Abstract

Abstract Background: Using a randomized, double blind, placebo-controlled, crossover protocol, we have shown previously that progesterone may prevent sleep disturbances but has no action on undisturbed sleep. In that study, 8 healthy postmenopausal women took daily at 2300 h for 3 wk a capsule of either 300 mg of progesterone or placebo. Sleep was polygraphically recorded during the last two nights and, during the second night, blood samples were collected at 15-min intervals using an iv catheter,. During the first night, sleep was normal under placebo and progesterone had no effect.
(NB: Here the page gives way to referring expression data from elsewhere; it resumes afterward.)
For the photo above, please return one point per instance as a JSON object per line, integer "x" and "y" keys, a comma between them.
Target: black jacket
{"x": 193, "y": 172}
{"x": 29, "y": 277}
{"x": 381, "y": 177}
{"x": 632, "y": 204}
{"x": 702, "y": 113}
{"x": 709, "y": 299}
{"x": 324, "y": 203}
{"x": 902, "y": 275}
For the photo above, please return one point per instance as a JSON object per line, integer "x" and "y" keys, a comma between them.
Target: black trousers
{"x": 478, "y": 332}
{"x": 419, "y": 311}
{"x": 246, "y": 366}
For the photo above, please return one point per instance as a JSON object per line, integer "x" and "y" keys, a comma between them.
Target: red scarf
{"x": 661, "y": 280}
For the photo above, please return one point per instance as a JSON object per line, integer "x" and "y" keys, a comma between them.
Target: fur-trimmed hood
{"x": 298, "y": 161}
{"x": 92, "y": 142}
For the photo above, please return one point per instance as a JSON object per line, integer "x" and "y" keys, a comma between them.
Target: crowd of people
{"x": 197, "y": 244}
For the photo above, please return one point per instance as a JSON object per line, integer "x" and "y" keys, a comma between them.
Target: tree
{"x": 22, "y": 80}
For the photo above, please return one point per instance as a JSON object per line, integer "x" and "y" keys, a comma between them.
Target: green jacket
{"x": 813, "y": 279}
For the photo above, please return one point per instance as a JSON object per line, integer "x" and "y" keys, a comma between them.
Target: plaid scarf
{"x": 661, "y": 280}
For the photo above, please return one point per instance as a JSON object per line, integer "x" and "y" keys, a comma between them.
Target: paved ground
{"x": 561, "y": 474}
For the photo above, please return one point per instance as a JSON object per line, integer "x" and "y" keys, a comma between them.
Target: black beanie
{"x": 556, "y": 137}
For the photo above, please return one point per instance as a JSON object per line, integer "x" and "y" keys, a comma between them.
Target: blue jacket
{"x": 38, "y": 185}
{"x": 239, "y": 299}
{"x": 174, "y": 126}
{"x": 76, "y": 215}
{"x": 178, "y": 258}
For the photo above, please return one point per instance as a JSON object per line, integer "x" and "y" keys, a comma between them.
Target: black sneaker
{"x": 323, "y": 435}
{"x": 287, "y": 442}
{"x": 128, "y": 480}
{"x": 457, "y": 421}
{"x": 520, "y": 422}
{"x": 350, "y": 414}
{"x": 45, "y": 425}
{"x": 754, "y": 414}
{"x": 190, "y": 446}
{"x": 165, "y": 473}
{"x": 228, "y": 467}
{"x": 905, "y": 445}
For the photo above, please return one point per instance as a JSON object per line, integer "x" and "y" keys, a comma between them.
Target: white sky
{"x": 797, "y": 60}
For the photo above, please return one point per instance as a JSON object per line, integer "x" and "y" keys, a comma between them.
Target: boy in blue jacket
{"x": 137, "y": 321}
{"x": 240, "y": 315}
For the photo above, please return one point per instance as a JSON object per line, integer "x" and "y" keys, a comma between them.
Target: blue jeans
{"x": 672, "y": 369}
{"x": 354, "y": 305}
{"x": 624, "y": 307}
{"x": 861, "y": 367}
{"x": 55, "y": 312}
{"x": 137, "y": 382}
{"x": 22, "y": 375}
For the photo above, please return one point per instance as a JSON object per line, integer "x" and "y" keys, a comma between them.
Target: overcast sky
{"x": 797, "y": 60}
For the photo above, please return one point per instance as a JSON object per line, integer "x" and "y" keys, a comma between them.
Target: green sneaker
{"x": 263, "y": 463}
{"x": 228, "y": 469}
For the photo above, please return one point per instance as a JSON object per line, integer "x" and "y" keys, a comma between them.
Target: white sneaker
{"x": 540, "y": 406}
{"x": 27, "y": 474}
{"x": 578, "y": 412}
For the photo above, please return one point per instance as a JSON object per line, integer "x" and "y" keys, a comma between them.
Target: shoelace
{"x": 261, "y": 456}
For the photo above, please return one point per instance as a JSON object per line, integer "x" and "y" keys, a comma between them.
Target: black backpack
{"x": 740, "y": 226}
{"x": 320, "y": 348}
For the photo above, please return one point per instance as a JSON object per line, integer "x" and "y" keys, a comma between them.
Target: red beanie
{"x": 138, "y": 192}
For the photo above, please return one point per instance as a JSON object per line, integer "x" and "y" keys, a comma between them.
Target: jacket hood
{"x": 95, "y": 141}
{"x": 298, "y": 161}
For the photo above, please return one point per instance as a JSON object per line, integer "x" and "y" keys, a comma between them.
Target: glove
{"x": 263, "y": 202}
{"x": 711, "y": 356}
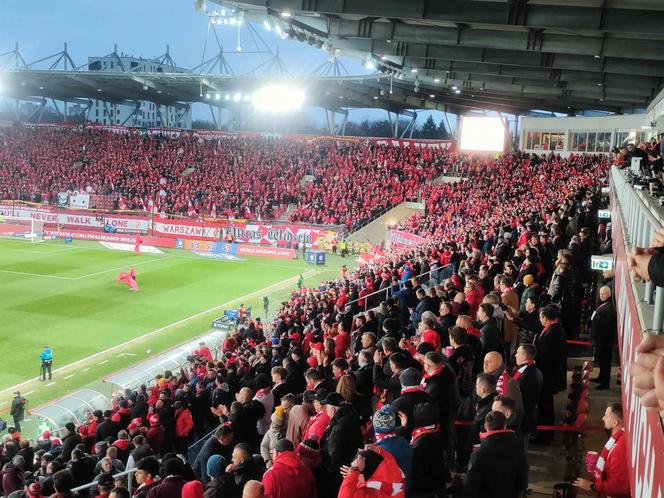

During the second night, blood sampling procedure was associated under placebo with marked sleep disturbances, which were considerably reduced under progesterone: at the group level, mean ± SEM duration of wake after sleep onset (WASO) dropped from 152 ± 37 min to 71 ± 19 min (P = 0.01), and slow-wave sleep (SWS) duration increased from 53 ± 6 min to 79 ± 10 min (P = 0.04). Objective: To submit individual data collected in that study to new analyses designed to further investigate possible mechanism(s) of progesterone actions on sleep architecture. Results: Among individual subjects, no relation could be evidenced between progesterone levels and sleep variables, or between individual progesterone-associated improvements and absolute values of corresponding sleep variables under placebo. By contrast, for WASO and SWS, significant positive correlations (Spearman test) were evidenced between individual responses to progesterone (i.e. the difference, during night 2, between value under progesterone and value under placebo) and corresponding individual alterations caused under placebo by the blood sampling procedure (i.e. the difference, under placebo, between value during night 1 and value during night 2): WASO: rs = 0.74, P = 0.037, n = 8; SWS: rs = 0.86, P = 0.014, n = 7. (Pearson test yielded similar results: WASO: r = 0.85, P = 0.008; SWS: r = 0.76, P = 0.047). Conclusions: Although they obviously need to be confirmed by larger studies performed in a variety of clinical conditions, the present findings suggest that progesterone action on sleep architecture is specifically tailored to restore individual normality rather than group normality. Since SWS is mainly regulated by the sleep-wake homeostatic mechanism relating sleep pressure to the duration of prior wakefulness, it is tempting to speculate that progesterone might be an active component of this mechanism.